All of which makes the existence of earnest, non-academic journals today all the more important. One such journal is Prague's own The Prague Review, now entering it's fifth year. TPR has grown impressively over the years and now features internationally known poets, novelists and translators.

The latest issue continues with the Iberian interests of number 5 - which featured modern Portuguese poets - and offers a selection of criticism on and fiction from the so-called "generation of '98," the group of Spanish writers that spearheaded a search for national identity following the loss of empire in the Spanish-American war.
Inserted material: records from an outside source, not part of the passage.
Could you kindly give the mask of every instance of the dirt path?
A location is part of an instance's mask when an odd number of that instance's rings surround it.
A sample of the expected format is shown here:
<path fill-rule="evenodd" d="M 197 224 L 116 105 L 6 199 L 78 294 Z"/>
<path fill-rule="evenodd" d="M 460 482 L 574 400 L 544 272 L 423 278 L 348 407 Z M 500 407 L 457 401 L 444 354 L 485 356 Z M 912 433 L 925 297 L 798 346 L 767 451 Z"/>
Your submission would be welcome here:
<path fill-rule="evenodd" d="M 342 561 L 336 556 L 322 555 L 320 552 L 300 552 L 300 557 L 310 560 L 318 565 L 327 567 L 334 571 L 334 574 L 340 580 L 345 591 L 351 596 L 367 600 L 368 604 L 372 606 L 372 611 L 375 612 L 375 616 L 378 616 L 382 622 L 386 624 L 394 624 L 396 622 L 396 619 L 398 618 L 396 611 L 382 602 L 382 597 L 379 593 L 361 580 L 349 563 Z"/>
This "re-introduction" makes for fascinating reading, but perhaps the most memorable piece is actually by TPR editor D. Lazlo Conhaim, who pulls off a masterful impersonation of an elderly Spanish professor who once studied with 98er Don Miguel de Unamuno.

Conhaim's tone is almost pitch perfect, and constitutes a first-rate piece of writing by any standard. It is precisely the kind of reflective, informal essay that one misses most in our semi-literate, overly academic culture of letters. Hats off to TPR for continuing to provide one of the only islands in town where an elegantly crafted English sentence can be savored like a lemon drop.

Now if they can only cut back on the poetry.